SelectionSet: a group where the composer chooses one option or none.
ComposedTask: flattened root causes, init funcs, fixes, and assertions.
Task: the final benchmark JSON the harness can run.
Important files
create_tasks.py merges all generated task families and samples the base split.
manager.py turns composed root causes into final task JSON.
mobile_data_issues.py, service_issues.py, and mms_issues.py define issue families.
utils.py contains composition helpers like compose_tasks.
One subtle repo detail
create_tasks.py has code to write a sampled tasks.json split
from multi-issue bins. In the local checkout, tasks.json and
tasks_full.json are identical, both with 2,285 tasks. So read the code path
and the checked-in artifact separately.
Exact pipeline
-
Issue files define atoms.
service_issues.py, mobile_data_issues.py, and
mms_issues.py define BaseTask objects. Each one has
init_funcs that create the failure and fix_funcs that return
the expected tool calls.
-
Selection sets create the combinatorics.
compose_tasks takes the cartesian product of every selection set plus
None. That means each issue slot can contribute one root cause, or be
absent. Validators keep the family honest: mobile-data tasks must include at least one
mobile-data issue; MMS tasks must include at least one MMS issue.
-
The manager starts from a clean simulator.

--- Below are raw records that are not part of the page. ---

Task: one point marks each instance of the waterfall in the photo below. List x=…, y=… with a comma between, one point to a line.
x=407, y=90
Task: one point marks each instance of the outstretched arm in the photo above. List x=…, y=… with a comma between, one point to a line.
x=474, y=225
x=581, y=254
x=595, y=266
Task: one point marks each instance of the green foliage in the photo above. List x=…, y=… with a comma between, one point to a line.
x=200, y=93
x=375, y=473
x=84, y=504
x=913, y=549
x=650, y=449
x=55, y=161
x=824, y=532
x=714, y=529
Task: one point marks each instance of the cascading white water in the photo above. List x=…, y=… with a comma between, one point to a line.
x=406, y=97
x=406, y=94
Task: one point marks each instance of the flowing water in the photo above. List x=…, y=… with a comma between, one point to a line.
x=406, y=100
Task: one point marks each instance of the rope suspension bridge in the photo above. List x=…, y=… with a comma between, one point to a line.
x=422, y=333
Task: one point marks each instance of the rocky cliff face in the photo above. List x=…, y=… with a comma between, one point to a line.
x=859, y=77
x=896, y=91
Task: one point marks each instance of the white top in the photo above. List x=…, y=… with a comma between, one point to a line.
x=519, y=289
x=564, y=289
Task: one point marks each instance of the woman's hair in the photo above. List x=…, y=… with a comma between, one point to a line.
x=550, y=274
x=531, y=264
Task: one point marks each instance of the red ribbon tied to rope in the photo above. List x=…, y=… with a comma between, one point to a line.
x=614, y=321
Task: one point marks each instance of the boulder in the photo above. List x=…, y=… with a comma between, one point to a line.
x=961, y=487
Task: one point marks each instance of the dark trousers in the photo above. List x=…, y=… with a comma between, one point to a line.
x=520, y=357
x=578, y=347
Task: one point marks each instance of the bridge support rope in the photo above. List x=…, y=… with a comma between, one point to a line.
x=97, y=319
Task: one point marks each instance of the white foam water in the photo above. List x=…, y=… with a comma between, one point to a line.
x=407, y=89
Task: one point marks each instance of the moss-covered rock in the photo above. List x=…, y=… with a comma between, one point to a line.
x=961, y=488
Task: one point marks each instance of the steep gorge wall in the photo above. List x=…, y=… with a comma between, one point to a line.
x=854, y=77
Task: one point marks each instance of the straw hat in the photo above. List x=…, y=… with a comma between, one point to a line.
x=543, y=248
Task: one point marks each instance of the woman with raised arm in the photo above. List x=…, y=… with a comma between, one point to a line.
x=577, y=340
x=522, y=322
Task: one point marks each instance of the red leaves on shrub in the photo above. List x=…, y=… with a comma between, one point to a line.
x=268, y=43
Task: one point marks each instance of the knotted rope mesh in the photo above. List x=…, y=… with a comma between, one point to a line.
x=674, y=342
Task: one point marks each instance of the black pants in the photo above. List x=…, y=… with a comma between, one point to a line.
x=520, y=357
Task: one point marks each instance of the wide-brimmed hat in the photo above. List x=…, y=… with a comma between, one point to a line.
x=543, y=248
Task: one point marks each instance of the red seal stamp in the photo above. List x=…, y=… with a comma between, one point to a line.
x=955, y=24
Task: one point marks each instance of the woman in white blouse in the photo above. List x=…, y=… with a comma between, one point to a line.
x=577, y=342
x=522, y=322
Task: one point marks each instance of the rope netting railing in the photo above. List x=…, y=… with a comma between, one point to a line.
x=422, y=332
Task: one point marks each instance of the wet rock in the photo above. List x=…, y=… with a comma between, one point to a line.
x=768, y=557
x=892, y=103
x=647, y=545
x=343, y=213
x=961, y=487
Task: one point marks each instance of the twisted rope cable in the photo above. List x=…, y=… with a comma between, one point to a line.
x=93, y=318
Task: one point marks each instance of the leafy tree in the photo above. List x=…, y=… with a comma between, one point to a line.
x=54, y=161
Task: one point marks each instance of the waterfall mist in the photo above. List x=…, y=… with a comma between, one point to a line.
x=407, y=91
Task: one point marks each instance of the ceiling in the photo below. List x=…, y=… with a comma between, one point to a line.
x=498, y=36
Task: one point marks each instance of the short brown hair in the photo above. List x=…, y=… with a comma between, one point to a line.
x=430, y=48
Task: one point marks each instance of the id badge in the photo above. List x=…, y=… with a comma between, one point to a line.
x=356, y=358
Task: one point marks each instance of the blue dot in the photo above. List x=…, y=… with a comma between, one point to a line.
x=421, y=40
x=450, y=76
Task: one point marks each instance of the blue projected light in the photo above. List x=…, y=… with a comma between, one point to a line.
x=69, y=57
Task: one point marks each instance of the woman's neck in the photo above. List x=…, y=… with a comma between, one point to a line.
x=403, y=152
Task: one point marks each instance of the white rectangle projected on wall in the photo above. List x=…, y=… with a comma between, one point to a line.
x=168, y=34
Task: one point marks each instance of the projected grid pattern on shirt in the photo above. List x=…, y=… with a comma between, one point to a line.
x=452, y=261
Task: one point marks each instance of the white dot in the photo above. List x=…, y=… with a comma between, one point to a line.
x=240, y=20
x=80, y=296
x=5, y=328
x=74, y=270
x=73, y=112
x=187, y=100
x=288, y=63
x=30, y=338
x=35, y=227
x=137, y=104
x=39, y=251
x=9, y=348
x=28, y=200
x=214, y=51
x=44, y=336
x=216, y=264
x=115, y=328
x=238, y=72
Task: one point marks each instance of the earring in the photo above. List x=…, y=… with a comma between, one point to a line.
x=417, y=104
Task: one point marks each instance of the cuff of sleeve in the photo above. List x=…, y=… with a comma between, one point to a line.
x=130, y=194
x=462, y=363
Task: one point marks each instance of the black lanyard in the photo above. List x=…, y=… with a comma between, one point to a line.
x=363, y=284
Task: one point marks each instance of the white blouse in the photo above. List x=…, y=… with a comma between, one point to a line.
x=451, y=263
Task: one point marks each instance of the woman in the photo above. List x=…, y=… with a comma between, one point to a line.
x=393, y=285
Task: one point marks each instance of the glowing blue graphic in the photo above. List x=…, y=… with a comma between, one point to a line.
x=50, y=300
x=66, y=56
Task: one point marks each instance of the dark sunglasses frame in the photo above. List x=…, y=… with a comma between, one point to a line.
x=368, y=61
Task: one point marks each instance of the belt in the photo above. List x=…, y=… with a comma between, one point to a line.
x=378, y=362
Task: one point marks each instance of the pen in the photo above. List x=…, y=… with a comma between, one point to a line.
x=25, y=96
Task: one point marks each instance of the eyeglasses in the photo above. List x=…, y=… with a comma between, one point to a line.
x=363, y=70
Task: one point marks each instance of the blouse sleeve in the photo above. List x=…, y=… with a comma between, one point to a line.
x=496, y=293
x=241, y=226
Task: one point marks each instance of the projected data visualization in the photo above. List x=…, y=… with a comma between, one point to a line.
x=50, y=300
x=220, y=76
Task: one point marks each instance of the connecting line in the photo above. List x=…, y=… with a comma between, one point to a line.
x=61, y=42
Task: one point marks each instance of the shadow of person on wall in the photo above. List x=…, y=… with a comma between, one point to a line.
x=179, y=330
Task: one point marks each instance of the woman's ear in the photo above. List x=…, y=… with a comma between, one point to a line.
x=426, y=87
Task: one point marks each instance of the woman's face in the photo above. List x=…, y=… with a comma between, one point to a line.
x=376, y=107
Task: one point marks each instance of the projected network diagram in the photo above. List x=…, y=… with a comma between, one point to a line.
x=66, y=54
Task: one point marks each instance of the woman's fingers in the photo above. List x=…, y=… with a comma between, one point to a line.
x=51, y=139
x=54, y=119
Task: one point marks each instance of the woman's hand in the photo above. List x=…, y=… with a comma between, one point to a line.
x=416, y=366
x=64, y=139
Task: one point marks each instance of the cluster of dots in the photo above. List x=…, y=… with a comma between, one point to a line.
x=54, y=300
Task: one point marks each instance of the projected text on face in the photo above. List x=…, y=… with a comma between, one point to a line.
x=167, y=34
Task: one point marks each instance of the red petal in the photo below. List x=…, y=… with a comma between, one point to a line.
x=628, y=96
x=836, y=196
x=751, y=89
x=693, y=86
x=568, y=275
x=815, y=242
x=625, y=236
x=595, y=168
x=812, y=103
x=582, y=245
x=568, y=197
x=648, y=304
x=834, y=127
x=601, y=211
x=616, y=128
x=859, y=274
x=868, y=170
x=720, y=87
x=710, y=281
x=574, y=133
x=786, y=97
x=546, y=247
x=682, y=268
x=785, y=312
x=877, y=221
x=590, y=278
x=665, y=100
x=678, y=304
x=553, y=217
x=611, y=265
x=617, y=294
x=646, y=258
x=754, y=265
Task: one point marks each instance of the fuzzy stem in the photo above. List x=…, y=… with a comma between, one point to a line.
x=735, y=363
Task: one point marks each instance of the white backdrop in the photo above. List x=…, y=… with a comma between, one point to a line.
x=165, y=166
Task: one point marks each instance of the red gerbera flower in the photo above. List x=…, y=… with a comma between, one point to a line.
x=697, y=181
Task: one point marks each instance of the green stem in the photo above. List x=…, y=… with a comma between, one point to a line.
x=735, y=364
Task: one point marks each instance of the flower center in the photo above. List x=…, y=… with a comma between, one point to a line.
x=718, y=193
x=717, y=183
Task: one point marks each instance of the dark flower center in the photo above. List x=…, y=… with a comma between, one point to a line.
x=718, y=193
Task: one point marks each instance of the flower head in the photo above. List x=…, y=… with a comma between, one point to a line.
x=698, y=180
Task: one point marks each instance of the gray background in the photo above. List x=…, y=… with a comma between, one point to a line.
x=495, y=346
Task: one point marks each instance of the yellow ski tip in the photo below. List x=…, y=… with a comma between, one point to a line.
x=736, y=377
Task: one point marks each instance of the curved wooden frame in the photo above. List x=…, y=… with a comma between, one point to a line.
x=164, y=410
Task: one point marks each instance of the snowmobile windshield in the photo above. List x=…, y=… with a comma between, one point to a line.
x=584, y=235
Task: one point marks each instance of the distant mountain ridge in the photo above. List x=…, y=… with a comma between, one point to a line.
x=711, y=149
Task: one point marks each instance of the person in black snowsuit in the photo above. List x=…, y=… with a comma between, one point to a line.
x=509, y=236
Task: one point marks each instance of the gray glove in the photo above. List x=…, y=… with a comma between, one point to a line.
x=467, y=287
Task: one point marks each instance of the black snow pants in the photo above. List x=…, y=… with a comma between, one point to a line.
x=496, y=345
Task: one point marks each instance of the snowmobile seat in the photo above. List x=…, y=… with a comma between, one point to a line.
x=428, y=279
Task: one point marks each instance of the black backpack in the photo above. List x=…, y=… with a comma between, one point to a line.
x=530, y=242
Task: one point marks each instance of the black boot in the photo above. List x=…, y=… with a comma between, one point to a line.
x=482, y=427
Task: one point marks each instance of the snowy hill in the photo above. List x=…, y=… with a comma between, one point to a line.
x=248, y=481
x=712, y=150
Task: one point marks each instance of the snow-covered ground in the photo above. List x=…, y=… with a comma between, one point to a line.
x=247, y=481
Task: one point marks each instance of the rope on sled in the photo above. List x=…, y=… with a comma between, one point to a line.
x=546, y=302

TaskManager.create_task calls get_environment(), applies
set_surrounding to set the user name, phone, and location, then runs every
init func. Init assertions are checked during generation, but only real env mutations
are saved into initial_state.initialization_actions.
-
The oracle fix path is generated, not guessed.
Fix funcs inspect the broken env and return expected
ToolCalls. A tool
with requestor: "assistant" is an agent-side backend tool. A tool with
requestor: "user" is something the simulated user can do after the agent
asks them, like toggling roaming or rebooting the phone.
-
Unfixable cases are represented explicitly.
If any fix func is
None, the task becomes an expected failure. The answer
key becomes transfer_to_human_agents, and the reward basis becomes
ENV_ASSERTION + ACTION.
-
The final task is assembled.
The manager fills the scenario text, ticket text, persona, task id, initialization
actions, expected actions, env assertions, and reward basis. Persona is assigned by
cycling through
None, Easy, and Hard.
-
The generated task is proved.
verify_task creates a fresh telecom env, checks it starts fixed, applies
the saved initialization actions, replays the expected fix actions, and finally checks
is_fixed plus all env assertions. This is the guardrail that keeps
synthetic tasks from becoming nonsense JSON.
BaseTask(
name="data_mode_off",
init_funcs=[data_mode_off], # break the simulator
fix_funcs=[fix_data_mode_off], # oracle expected action
)
compose_tasks(selection_sets)
product(selection_set.tasks + [None] for each selection set)
validate the combination
sort selected atoms by name
flatten init funcs, fix funcs, and extra assertions
return ComposedTask(...)
TaskManager.create_task(composed_task)
env = get_environment()
run set_surrounding(env)
run init funcs and save non-assertion EnvFunctionCalls
run fix funcs to create expected ToolCalls
if any fix func is None, expect transfer_to_human_agents
fill Task JSON
verify by replaying init + expected actions in a fresh env
Concrete example: fixable
data_mode_off_task calls a user-env function that turns mobile data off.
Its expected fix is the user tool toggle_data. The final assertions require
mobile data to be enabled and the speed test to report excellent internet.
Concrete example: unfixable
lock_sim_card_pin_task has fix_funcs=[None]. Tau2 still saves
the broken starting state, but the answer key is for the assistant to transfer to human
support instead of pretending it can unlock the SIM.
Why this matters for our RL generator
This is the recipe we would reuse for a banking-style generator: define small failure
atoms, compose them, let code produce the oracle action path, and verify every task by
replaying it against the environment. Banking is the richer trace target; telecom is the
public blueprint for building reliable synthetic tasks.